Enrichment of a set of microRNAs during the cotton fiber development

Background: Cotton (Gossypium hirsutum) is one of the most important economic crops and provides excellent fibers for textile manufacture. In addition to its industrial and agricultural importance, the fiber cell (plant trichome) also is a biological model system for exploring gene expression and regulation. Small RNAs regulate many aspects of plant growth and development. However, whether small RNAs are involved in regulation of fiber cell development is unknown. Results: We adopted a deep sequencing approach developed by Solexa (Illumina Inc.) to investigate global expression and complexity of small RNAs during cotton fiber initiation and development. We constructed two small RNA libraries prepared from wild type (WT) and fuzz/lintless (fl Mutant in the WT background) cotton ovules, respectively. Each library was sequenced individually and generated more than 6-7 million short sequences, resulting in a total of over 13 million sequence reads. At least 22 conserved candidate miRNA families including 111 members were identified. Seven families make up the vast majority of expressed miRNAs in developing cotton ovules.
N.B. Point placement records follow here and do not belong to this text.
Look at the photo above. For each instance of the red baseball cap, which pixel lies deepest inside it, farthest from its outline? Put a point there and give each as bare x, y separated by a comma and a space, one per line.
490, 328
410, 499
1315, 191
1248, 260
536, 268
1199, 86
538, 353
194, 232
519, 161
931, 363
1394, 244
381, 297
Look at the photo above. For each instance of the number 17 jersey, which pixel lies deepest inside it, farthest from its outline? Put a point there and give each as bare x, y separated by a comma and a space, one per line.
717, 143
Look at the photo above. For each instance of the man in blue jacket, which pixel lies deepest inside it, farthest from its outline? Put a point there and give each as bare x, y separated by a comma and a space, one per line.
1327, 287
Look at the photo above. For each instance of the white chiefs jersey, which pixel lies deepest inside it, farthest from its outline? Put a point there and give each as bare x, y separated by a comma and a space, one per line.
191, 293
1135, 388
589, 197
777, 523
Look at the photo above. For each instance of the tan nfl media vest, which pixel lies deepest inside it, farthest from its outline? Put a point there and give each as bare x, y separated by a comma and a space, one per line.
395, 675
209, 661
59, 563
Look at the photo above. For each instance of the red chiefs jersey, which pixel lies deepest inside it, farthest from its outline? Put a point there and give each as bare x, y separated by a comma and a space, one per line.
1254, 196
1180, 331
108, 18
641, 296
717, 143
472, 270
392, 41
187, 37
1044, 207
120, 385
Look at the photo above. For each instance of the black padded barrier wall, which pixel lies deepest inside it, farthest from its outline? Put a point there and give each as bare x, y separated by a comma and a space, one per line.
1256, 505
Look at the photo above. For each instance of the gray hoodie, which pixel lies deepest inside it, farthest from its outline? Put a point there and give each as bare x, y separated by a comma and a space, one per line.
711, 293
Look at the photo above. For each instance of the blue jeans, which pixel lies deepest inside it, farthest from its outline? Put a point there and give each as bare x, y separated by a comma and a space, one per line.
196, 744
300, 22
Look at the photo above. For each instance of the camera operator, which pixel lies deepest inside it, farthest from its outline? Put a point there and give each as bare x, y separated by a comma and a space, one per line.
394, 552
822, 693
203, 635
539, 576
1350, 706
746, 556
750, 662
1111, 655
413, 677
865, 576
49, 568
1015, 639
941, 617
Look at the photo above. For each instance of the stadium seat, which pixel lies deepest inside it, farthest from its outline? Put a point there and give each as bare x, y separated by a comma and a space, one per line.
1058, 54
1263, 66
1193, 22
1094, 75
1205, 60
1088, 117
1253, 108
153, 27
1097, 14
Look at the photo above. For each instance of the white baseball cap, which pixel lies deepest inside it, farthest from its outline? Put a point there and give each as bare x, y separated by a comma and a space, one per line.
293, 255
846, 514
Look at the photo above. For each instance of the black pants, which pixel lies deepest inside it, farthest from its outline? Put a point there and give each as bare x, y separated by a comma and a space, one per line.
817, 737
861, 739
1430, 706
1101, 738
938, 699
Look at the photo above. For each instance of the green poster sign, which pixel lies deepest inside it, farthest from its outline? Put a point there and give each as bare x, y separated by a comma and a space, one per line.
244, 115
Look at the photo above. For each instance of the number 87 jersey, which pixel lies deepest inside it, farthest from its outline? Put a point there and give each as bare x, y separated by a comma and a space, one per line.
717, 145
In total 120 unique target genes were predicted for most of conserved miRNAs. In addition, we identified 2 cell-type-specific novel miRNA candidates in cotton ovules. Our study has demonstrated significant differences in expression abundance of miRNAs between the wild-type and mutant, and suggests that these differentially expressed miRNAs potentially regulate transcripts distinctly involved in cotton fiber development. Conclusion: The present study is the first to deep sequence the small RNA population of G. hirsutum ovules where cotton fibers initiate and develop. Millions of unique miRNA sequences ranging from 18 similar to 28 nt in length were detected. Our results support the importance of miRNAs in regulating the development of different cell types and indicate that identification of a comprehensive set of miRNAs in cotton fiber cells would facilitate our understanding of the regulatory mechanisms for fiber cell initiation and elongation.